Education and Data Science
In education, the application of Data Science and Machine Learning allows students to explore their abilities and know their reactions to different stimuli to know which ones are more effective. The identification of learning needs from the analysis of performance and results also makes it possible to choose the optimal educational content and modalities to facilitate and promote the learning of each student.
Some companies are already making progress in this regard: Microsoft developed Azure Machine learning to help Indian educational authorities predict school dropout with information on student performance, school infrastructure and teacher skills.
Marketing, Advertising and Data Science
Another area in which tools for data analysis and machine learning are being successfully exploited is marketing and advertising.
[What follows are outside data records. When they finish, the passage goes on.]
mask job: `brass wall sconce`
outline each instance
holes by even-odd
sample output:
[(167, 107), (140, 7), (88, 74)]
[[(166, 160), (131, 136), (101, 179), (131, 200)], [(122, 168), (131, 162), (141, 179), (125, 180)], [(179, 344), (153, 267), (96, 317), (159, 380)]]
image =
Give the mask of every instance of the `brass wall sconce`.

Big data allows you to customize the advertising that each user sees on social networks and makes streaming platforms suggest what content to keep watching according to the preferences of the person watching, but those are only the first steps.
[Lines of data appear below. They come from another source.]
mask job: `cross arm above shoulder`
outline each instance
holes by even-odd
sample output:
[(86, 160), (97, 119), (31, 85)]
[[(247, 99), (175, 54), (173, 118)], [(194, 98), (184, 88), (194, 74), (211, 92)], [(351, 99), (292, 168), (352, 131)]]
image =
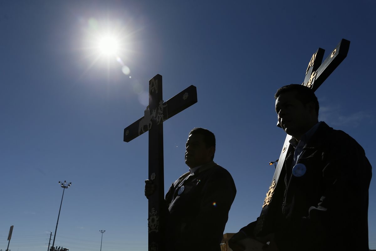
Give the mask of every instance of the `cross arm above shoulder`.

Amazon uses Machine Learning technology to recommend new products to its users and its automatic systems have a high percentage of success in anticipating the purchases that their customers will make. Reading responses to an advertisement or a product, the prediction of the rotation of the clients and the selection of cases of better and worse results allows companies to know that are the most appropriate ways to achieve their objectives and improve the services. Having a better knowledge of the public and anticipating their needs also allows to personalize and improve the experience of each consumer in the exchange. Thus, data becomes an engine for marketing and advertising, but it also allows you to optimize the operation of each business by detecting what are the most and least used resources and what are the results obtained with each of them.
Retail and Data Science
There are several advantages of the use of Machine Learning and Data Science in retail, especially for those businesses that have a loyalty system that allows to have the data of what and how much each customer buys, know their tastes and preferences and improve and simplify your shopping experience.
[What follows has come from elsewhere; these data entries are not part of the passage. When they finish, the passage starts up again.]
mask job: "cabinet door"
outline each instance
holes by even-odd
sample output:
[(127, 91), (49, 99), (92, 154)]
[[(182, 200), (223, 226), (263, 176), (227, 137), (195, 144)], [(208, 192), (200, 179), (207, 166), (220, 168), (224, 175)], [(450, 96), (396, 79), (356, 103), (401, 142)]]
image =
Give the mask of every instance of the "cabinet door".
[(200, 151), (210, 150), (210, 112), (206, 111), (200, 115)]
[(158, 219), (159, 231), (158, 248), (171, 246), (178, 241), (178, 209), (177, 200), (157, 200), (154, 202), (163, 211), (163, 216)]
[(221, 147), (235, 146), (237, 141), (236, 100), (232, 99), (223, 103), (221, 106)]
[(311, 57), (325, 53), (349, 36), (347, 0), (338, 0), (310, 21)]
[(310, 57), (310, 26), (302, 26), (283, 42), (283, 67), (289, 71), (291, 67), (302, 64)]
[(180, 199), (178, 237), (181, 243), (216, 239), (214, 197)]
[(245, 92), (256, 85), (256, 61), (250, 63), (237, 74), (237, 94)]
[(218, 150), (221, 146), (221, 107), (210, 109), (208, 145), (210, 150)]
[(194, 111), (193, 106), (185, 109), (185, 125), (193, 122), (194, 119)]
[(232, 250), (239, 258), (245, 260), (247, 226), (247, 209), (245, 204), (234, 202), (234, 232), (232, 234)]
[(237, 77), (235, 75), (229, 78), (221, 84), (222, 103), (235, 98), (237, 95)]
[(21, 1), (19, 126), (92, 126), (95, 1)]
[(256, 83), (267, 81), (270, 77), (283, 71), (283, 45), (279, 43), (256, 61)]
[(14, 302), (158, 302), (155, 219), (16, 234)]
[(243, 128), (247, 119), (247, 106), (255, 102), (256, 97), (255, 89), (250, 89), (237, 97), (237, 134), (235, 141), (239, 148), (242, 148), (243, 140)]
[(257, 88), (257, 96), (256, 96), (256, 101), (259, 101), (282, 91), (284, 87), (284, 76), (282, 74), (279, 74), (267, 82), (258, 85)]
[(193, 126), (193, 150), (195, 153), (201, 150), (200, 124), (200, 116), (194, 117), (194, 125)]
Artificial intelligence has gone so far that it allowed Amazon to develop an automated store, Amazon Go, a path that was followed by Walmart: there customers take the products from the gondolas and withdraw without going through a box, since the process of Collection is made through the Amazon app with an incredibly accurate and reliable system. The generation and analysis of data also allows predicting the needs and behavior of customers,
Finance and Data Science
In the finance sector, data analytics and artificial intelligence are already used, which allows us to know the patterns of customer behavior, anticipate certain situations and improve responses to new conditions. In addition, data analysis is an opportunity to anticipate or reduce financial risks, not only for the company, but also as a service developed for customers. Having information about customer behaviors allows financial institutions to generate new business opportunities and anticipate the needs and demands.
On the other hand, working with other external databases may also allow them to increase the number of customers or discover opportunities for the development of new products. Further, Data Science techniques can be used to know, for example, where to locate branches or ATMs, how much money to enter in each of them or to know what areas of attention should be strengthened in each area. The development of new forms of communication with users is also an opportunity to use these tools to improve and expand their potential.